Tracking online habits is nothing new. You are, for example, on Amazon browsing for alpaca pillows. Guess what you’re going to see advertised alongside your feed next time you’re on Facebook? Soft, fluffy alpaca pillows.

At first this was annoying — invasive, really. But slowly we all became used to it. Now we almost look forward to seeing our sought-after products being marketed to us, maybe even on sale. It’s connecting consumers directly with the products, as opposed to the old television model, which once forced us to sit through ShamWow commercials for no reason.

And that’s where online purchases had an edge over retailers. Until now.

Real Life Analytics, which launched its first beta test in an undisclosed Boston store, provides customer information through facial detection technology. Today it has the ability to identify eight different segments — child, adult, older adult, and senior (male and female for each). In the future, it’ll be able to determine size, beards, eyeglasses, collared shirts, and more. Today, this information tells retailers how much product of one kind to order and who shops in its stores. Down the road, it will likely be able to reveal so much more.
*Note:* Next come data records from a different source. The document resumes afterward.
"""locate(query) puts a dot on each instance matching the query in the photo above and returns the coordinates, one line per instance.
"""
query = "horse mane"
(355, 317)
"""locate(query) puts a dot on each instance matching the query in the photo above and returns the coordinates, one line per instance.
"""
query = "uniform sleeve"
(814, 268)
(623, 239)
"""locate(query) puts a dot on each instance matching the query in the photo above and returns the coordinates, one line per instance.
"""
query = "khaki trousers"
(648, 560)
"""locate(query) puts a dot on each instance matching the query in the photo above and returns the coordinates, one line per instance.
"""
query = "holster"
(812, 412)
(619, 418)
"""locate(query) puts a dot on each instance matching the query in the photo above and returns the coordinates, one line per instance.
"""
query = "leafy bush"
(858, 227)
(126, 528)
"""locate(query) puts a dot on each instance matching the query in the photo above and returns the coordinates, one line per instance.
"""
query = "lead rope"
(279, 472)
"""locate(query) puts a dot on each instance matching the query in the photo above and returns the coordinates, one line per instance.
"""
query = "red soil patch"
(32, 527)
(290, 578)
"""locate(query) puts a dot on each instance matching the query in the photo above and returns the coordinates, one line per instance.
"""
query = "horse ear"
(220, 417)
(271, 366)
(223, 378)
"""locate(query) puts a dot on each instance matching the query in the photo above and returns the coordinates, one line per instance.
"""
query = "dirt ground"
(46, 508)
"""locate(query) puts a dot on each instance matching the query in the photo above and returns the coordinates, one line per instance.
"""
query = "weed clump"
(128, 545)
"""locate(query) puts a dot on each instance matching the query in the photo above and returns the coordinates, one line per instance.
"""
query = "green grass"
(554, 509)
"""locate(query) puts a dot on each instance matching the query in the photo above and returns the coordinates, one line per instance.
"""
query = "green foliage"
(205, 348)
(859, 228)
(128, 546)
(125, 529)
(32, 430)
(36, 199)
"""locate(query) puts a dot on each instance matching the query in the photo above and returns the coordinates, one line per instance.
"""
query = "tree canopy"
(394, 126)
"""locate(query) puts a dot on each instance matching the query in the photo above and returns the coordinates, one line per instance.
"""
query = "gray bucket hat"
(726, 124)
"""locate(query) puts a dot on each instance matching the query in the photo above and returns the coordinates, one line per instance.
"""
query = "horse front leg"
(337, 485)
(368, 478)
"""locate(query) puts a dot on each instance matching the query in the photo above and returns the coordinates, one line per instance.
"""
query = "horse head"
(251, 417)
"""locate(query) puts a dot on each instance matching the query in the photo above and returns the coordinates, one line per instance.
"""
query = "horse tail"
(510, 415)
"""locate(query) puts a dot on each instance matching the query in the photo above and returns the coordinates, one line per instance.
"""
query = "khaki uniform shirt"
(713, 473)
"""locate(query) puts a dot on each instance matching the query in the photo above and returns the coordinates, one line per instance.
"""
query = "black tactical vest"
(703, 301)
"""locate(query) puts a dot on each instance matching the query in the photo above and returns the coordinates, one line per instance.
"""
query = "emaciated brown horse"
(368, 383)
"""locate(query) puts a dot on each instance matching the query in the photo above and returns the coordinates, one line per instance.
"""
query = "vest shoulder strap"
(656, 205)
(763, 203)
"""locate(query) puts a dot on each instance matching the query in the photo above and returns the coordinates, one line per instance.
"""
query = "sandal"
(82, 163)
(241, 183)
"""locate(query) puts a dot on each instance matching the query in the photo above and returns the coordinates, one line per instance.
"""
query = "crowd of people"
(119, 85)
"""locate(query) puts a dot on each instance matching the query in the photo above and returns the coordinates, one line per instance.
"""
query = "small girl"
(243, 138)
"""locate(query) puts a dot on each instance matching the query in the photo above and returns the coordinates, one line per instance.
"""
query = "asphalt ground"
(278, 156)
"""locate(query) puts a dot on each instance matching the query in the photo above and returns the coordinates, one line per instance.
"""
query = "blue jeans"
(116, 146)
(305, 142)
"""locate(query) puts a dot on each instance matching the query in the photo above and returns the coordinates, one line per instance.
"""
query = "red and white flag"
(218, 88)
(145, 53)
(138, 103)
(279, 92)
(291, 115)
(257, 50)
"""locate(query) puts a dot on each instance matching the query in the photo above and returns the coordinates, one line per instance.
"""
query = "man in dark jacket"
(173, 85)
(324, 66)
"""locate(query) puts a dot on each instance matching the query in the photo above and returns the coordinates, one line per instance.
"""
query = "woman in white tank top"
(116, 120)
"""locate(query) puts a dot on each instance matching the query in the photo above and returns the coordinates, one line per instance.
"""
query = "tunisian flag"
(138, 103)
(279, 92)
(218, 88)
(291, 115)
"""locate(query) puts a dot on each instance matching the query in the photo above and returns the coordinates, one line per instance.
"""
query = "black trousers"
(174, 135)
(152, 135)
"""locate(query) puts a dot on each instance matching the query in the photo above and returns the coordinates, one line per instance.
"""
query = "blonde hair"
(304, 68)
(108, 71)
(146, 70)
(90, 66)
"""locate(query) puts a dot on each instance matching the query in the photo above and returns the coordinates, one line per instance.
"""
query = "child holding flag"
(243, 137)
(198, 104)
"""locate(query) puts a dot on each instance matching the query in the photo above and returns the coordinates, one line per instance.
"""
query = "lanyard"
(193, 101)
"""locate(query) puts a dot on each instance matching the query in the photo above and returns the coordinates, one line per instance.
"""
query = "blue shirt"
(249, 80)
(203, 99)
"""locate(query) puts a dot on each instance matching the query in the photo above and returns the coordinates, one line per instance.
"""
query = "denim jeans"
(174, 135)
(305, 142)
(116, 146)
Today’s technology is not trying to figure out who you are — it’s merely trying to understand what segment you are. That will soon allow the retailer to customize an entire showroom for that type of individual. Think giant video walls that change for each customer — lighting, music, video — according to their profile. A young man with scruff and leather jacket might get loud music, images of scantily clothed women, and fast cars. An older woman with a scarf might seem to be walking into a tea room. All within the same space.

But whether this physical realm technology advances to the next step — identifying the customer, how much he or she earns, and a shopping history, for example — is still up in the air.

In the “Minority Report,” for instance, a retina-scanner ran an image against a database until it detected to whom the eye belonged. No such database exists presently. While today’s retailer can know if you have shopped there before — for example, a store can detect a unique string of numbers called a MAC address that emanates from your cell phone — it still doesn’t know who you are.

Today that information is protected by a firewall of sorts. That could easily change, however. Verizon could one day choose to make available its database of more than 125 million customers, allowing retailers to pair customer information with the once anonymous cell phone data. Or, Facebook, the gorilla in the room, with its 1.35 billion users, could do the same. All that’s needed is facial recognition software and faster processing for a store to determine who you are in real time.

Many years ago the corner grocer knew just about everything about his customers — much more than just what they purchased. Today the once anonymous Internet is closing in on just as cozy a relationship. And it seems that the computing public is slowly getting over their privacy concerns. For the average shopper, that might mean a deeper dive into our personal business, but it also means cheaper alpaca pillows.